Unleashing Heterogeneous Compute: Lessons from Real-World System Design
by Brian Carlson
Introduction
At the Andes RISC-V CON Silicon Valley held in San Jose, California, in April 2025, Imagination Technologies and Baya Systems delivered a compelling presentation titled “Unleashing Heterogeneous Compute: Lessons from Real-World System Design.” This session, part of the developer track, showcased a joint demonstration leveraging Baya Systems’ WeaverPro™ CacheStudio software to model and analyze system behavior across CPU, GPU, and hybrid configurations. Presented by Pallavi Sharma, director of product management from Imagination Technologies, and Dr. Eric Norige, chief software architect from Baya Systems, the session emphasized practical insights into optimizing heterogeneous compute architectures, focusing on data movement, synchronization, and memory reuse.
This blog summarizes the key points from their presentation.
We invite you to download the presentation here.
The Challenge of Heterogeneous Compute
The presentation opened with a fundamental principle: “If you can’t feed it, you can’t use it.” In modern System-on-Chip (SoC) designs, the abundance of compute resources—more cores, GPUs, and acceleration blocks—does not automatically translate to better performance. The bottleneck lies in efficiently moving data, synchronizing execution, and managing memory. The speakers highlighted that true heterogeneity is not just about integrating multiple compute engines but ensuring they cooperate architecturally. Key factors influencing performance include:
- Interaction with shared memory
- Scheduling decisions affecting latency
- Cache coherence policies, fabric layout, and cache sizing
Cache Analysis as a Diagnostic Tool
The analysis revealed how different cache sizes and configurations affect system performance, particularly in terms of contention, reuse, and locality mismatch. For instance, the GPU cache analysis on L2 showed hit rates varying significantly with L1 and L2 size combinations, with specific data points indicating a hit rate of 45% at 16 KB L1 and 64 KB L2. These findings underscored the importance of tailoring cache configurations to specific workload demands to optimize throughput and minimize bottlenecks.
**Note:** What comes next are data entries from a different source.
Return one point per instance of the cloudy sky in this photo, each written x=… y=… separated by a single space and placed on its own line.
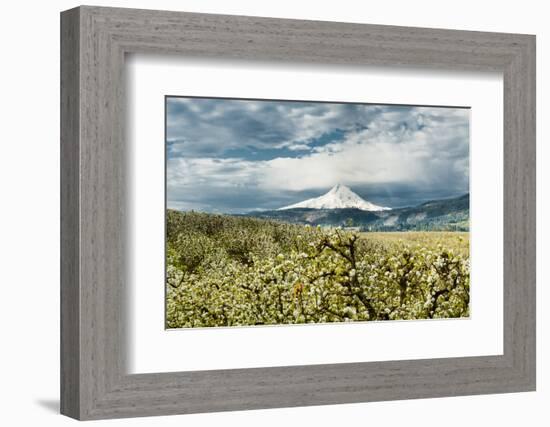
x=236 y=156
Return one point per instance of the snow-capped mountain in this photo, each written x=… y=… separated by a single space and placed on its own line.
x=339 y=197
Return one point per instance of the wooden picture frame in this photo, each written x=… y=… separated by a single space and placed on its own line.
x=94 y=382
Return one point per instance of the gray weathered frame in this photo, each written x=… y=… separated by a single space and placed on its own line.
x=94 y=41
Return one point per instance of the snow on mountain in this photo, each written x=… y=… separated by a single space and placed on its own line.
x=339 y=197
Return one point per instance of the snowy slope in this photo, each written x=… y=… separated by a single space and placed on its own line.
x=339 y=197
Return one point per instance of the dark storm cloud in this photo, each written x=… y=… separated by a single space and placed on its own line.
x=236 y=156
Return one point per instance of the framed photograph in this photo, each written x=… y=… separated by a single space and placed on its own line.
x=296 y=212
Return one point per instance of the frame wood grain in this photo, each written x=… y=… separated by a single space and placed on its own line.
x=94 y=41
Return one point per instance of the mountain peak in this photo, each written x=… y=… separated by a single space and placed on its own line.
x=338 y=197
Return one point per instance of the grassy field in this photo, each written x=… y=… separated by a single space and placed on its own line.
x=238 y=271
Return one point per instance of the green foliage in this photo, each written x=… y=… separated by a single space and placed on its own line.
x=235 y=271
Key Insights and Design Learnings
- Optimizing Data Movement: Efficient data transfer between compute engines and memory is critical to prevent bottlenecks.
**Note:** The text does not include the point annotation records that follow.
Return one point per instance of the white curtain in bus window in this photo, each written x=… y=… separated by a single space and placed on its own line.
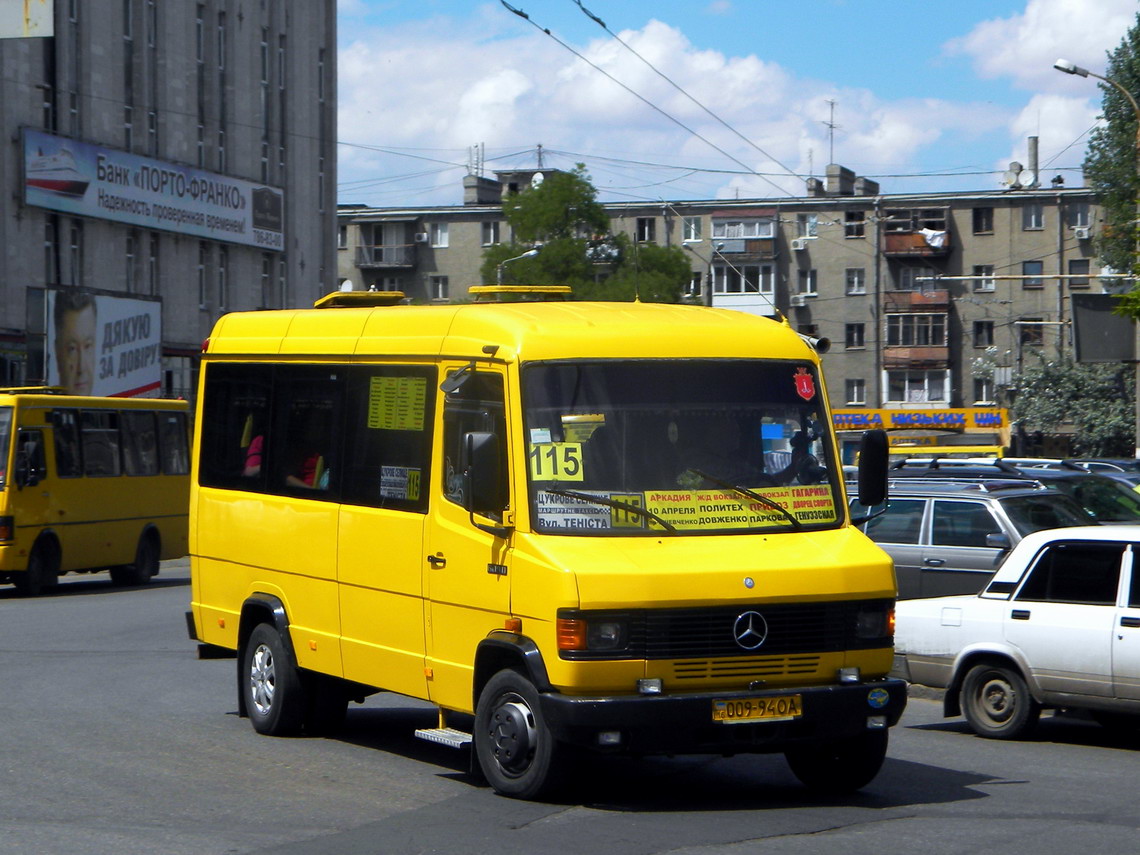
x=99 y=432
x=140 y=442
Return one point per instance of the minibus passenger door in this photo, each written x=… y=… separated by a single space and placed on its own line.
x=466 y=563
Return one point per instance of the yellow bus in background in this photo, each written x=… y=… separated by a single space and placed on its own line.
x=570 y=526
x=90 y=485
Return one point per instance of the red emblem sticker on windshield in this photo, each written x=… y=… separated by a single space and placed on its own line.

- Synchronization and Scheduling: Proper scheduling reduces latency and ensures smooth coordination between CPUs and GPUs.
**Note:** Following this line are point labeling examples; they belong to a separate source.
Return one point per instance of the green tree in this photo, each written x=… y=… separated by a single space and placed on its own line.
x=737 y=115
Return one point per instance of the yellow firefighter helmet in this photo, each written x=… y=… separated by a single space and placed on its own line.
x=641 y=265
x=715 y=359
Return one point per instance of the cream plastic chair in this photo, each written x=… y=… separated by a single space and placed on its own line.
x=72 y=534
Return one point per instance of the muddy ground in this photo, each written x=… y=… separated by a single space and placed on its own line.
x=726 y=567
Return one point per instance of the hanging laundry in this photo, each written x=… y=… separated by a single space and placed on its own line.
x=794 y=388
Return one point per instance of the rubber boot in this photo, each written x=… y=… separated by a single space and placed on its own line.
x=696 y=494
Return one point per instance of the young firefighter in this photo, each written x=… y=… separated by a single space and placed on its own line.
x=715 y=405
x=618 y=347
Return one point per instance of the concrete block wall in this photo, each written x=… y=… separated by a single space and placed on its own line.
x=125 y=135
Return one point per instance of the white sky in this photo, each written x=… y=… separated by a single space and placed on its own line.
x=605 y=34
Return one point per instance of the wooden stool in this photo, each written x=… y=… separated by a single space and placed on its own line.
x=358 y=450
- Cache Coherence and Fabric Layout: Well-designed coherence policies and interconnect fabrics are essential for maintaining performance in shared memory systems.
- Memory Reuse: Intelligent memory management enhances efficiency by reducing redundant data fetches.
Closing Thoughts
The presentation concluded with a reiteration of the guiding principle: “If you can’t feed it, you can’t use it.” Cache modeling was presented not as the end goal but as a tool to inform architectural decisions. By profiling systems early, designers can address fundamental issues in data flow and resource coordination, leading to more efficient and scalable heterogeneous architectures. The session underscored the importance of a holistic approach to system design, where cooperation between compute engines is prioritized over merely increasing their number.